UKIP if you want to
There’s something or other that bit different about the
United Kingdom Independence Party.
I say ‘something or other’ because one senses that to use the
conversational French expression for that phrase would be inappropriate, and
might provoke something of an Anglo Saxon response from any UKIP member.
And what is the right title for a UKIP party member? ‘UKIPper’ sounds a bit too upbeat for a
collection of people that, whenever they appear on the telly, appear furious
about something, usually about having a camera pointed at them come to think of
it. ‘Kipper’ then? ‘Kipper’ sounds about right as, if they
are anything like their fuming Beloved Leader, they are no strangers to
smoking.
So what is it that’s just that bit different about
Kippers? Well, they are probably
not alone in starting sentences at dinner parties with ‘I’m not a racist but…’
but they are probably alone in having conversations like that before the first
course is uncorked, and talking about that sort of thing to the exclusion of
everything else.
These are the sort of people who make it very clear that
they get on very well with foreigners, and make a point of telling you that
they know the name of the lady who cleans their office, and she’s foreign. One presumes. Never spoken to her but she wears a headscarf.
The Kipper worldview is that things were a lot better in the
1950s. This is, of course, utter
tosh and if anyone wants to argue, I advise them to first pop back to the
mid-50s in the time machine of their choice and try to stream Netflix.

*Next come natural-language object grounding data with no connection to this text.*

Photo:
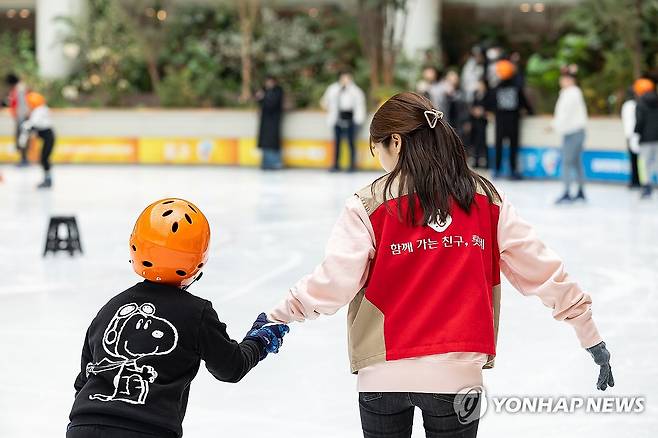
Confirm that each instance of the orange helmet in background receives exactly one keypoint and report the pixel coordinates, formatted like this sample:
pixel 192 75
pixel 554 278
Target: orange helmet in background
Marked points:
pixel 35 100
pixel 505 69
pixel 643 86
pixel 169 243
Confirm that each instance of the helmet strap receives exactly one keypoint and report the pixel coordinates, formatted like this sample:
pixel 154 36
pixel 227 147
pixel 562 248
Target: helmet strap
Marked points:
pixel 197 278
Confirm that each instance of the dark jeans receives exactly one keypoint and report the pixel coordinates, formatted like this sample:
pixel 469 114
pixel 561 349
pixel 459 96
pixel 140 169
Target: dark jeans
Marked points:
pixel 349 132
pixel 479 141
pixel 572 159
pixel 635 174
pixel 48 137
pixel 107 432
pixel 22 151
pixel 507 128
pixel 271 159
pixel 391 415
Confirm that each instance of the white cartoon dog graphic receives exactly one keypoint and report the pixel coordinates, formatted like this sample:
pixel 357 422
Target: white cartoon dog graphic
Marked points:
pixel 133 333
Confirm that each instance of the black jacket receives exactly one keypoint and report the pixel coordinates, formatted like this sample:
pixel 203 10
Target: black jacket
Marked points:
pixel 271 113
pixel 646 118
pixel 142 352
pixel 508 98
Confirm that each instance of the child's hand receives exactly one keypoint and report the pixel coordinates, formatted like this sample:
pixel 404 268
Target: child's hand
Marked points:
pixel 601 357
pixel 270 334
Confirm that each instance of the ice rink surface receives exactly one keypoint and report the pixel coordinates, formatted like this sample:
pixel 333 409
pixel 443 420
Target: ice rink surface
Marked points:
pixel 269 229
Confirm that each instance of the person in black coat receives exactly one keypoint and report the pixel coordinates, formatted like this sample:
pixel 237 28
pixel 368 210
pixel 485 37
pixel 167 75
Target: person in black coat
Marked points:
pixel 270 99
pixel 646 126
pixel 478 134
pixel 506 101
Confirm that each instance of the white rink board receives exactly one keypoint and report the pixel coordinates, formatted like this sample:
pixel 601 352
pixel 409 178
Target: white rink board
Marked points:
pixel 268 230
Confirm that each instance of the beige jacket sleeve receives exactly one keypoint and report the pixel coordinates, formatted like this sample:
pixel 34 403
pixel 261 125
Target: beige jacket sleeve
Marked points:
pixel 342 274
pixel 534 269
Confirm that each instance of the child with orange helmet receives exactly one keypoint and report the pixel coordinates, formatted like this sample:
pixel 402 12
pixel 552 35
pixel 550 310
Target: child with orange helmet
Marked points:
pixel 506 101
pixel 144 347
pixel 646 126
pixel 39 123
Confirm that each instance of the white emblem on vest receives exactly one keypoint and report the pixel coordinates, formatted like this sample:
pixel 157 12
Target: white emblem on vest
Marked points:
pixel 440 227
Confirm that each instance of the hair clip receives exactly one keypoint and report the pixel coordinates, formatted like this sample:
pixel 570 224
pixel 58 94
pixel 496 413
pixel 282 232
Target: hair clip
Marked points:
pixel 432 116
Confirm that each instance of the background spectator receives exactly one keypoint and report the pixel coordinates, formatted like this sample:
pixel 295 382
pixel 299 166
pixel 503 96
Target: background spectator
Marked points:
pixel 570 121
pixel 646 125
pixel 270 99
pixel 17 103
pixel 345 103
pixel 632 139
pixel 507 100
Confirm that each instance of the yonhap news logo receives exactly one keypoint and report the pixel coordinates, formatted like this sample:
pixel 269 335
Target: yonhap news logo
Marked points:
pixel 472 403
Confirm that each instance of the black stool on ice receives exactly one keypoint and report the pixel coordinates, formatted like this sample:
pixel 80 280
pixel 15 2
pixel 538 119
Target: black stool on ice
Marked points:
pixel 54 241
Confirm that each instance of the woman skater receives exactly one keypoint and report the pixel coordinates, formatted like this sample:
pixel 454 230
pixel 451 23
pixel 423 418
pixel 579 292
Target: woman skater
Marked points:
pixel 418 255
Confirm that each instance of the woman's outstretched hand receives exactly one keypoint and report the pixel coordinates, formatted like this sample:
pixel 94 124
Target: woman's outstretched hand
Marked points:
pixel 601 357
pixel 268 333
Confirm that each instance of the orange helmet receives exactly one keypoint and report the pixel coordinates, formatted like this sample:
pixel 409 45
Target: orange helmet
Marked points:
pixel 35 100
pixel 169 243
pixel 505 69
pixel 643 86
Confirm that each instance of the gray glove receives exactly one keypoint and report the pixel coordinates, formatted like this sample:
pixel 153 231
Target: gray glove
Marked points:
pixel 601 357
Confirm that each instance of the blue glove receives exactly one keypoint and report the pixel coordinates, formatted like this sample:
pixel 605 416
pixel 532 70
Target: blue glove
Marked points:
pixel 601 357
pixel 270 334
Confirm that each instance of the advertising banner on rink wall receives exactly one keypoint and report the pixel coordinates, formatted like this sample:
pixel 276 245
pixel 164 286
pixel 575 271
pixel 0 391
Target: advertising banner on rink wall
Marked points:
pixel 537 162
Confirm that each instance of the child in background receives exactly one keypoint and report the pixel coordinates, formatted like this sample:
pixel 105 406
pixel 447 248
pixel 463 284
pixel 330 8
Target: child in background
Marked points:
pixel 144 347
pixel 646 126
pixel 570 121
pixel 507 100
pixel 418 255
pixel 480 151
pixel 39 122
pixel 628 109
pixel 17 103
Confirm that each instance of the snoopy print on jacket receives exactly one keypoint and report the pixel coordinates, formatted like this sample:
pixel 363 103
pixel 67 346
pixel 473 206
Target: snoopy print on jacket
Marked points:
pixel 133 333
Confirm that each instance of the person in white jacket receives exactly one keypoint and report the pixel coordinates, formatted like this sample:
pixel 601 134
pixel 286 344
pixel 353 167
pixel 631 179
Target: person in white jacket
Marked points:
pixel 345 104
pixel 632 138
pixel 570 121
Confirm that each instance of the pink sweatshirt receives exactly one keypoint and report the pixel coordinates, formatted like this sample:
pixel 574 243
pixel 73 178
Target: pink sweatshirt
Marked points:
pixel 531 267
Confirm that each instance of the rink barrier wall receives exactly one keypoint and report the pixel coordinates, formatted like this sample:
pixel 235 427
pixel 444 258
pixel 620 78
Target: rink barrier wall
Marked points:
pixel 227 137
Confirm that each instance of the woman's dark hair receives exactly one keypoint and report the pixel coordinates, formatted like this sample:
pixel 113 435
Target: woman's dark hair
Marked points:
pixel 432 164
pixel 11 79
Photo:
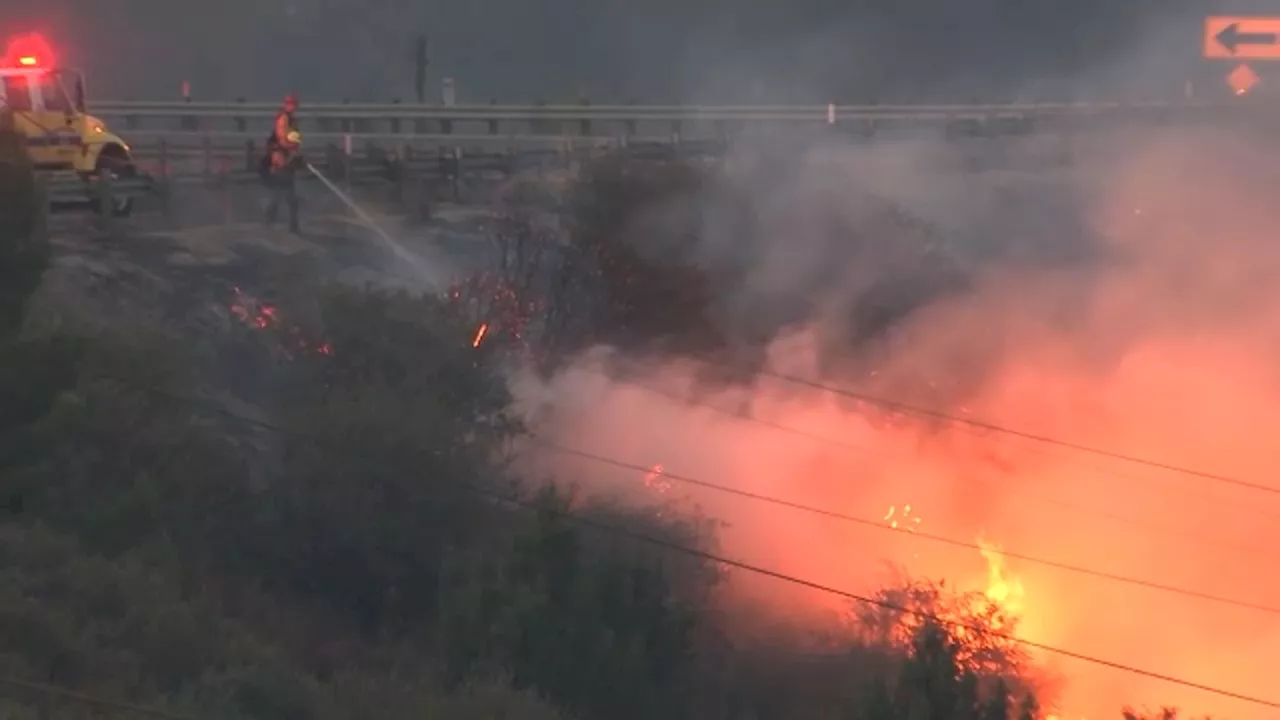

By the way, the time machine of choice is always the Time
Machine from the classic film of the same title. Blue police boxes are fine, as are gullwing sports cars, but
any time traveller who decides to fling themselves into an uncertain future at
a rate greater than the standard one second per second, and does so in a
machine built around a comfy armchair, deserves huge respect. Indeed, a comfy armchair is a reliable
way to travel into the future in the conventional way, meaning you arrive at
your destination, say lunchtime or when the pub opens, refreshed and ready for
action.
To the media, the Kippers are an amusing distraction posing
no real threat. Unlike
conventional far right political movements that shave their heads and beat up
ethnic minorities, Kippers are usually sedate right up to the point when they
say something so unbelievably racist your arse clenches so hard it
squeaks. Then they keep on talking
as if nothing had happened.
There is a school of thought that Kippers are not racist at
all, and that they just consider that the EU is a failed project that the UK
would be better off out of.
Judging by what’s reported however, that’s far too sophisticated a
school of thought. The school of
thought occupied by UKIP is not one, one feels, that would be highly rated by
Ofstead. More likely, Kippers
consider that the EU is a failed experiment of the type usually devised by mad
foreign scientists in old Universal movies and the UK, or more precisely the
paler parts of the UK, would be much better off out of it. It would mean we could pass our own
laws, eat whatever cheese we wanted, and birch homos without some jumped up
foreign judge who has never touched cheddar in his life.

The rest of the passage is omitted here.